Thinking, Asking Questions, Planning...
  • In the car one day, we were listening to a story on NPR about the foster care system. The interviewer mentioned that the guest had been a foster mom for more than a quarter century. I kept listening for a couple of minutes, and then P said this: "A quarter century would be 25 years. Because I know half of 100 is 50. And the sound on my computer goes up to 50, and when it's exactly halfway up it's on 25. [She told me later she knew it was exactly halfway because she could see it on two different scales, one showing 50 out of 100 and one showing 25 out of 50.] And half of 5 is two and a half, and if you imagine each of those ones is a ten, then the half is five, and that makes 25." I was tickled to hear all this -- it's not how I would have taught it (except maybe the last part), and she connected it all together on her own. I asked her later how she knew half of five was two and a half. Her answer: "Well, it wouldn't be fair if one person got three and the other got two, so each should get two and a half." Spoken like a big sister who needs to know these things!
  • Again in the car, P asked about the GPS display (miles to next turn):
    - That three point four there, how do you say that?
    - I'm not sure what you mean. I'd say three point four.
    - Yes, but what does it mean?
    - Oh, it means 3 and four tenths.
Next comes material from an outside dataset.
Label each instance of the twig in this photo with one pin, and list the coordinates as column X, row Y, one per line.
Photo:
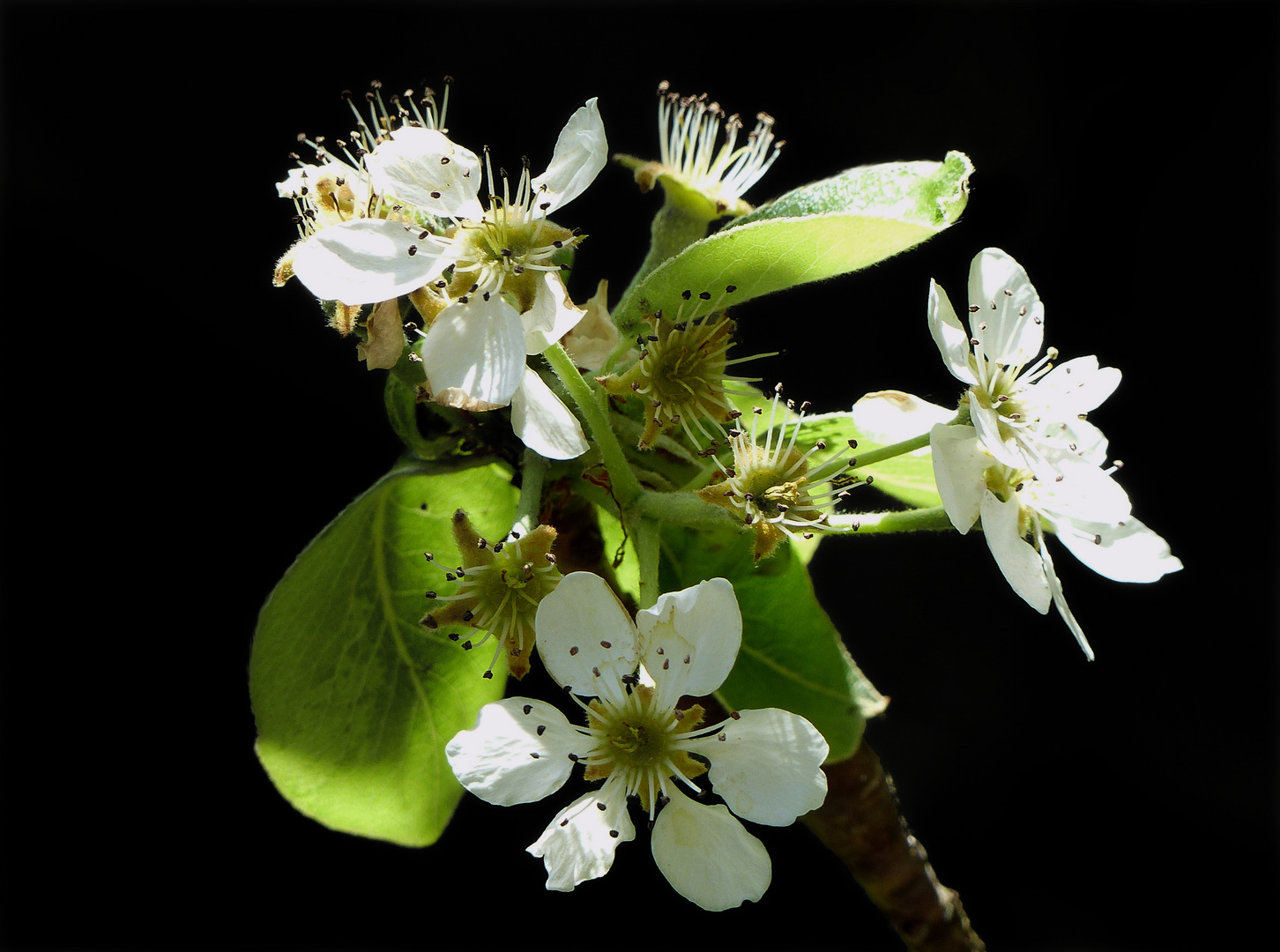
column 860, row 823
If there were another number, like three point four five, that would be hundredths: three and 45 hundredths.
    I say a little about how UnschoolerDad and I sometimes talk about short times in milliseconds, which are like three decimal places. 100 milliseconds is one tenth of a second.
    P is quiet a moment, then says:
    - I just realized something. One in ten is the same as ten in a hundred is the same as a hundred in a thousand.
    - Yep, that's right. (I went on a bit more about equivalent fractions, but she had moved on, so I let it go.)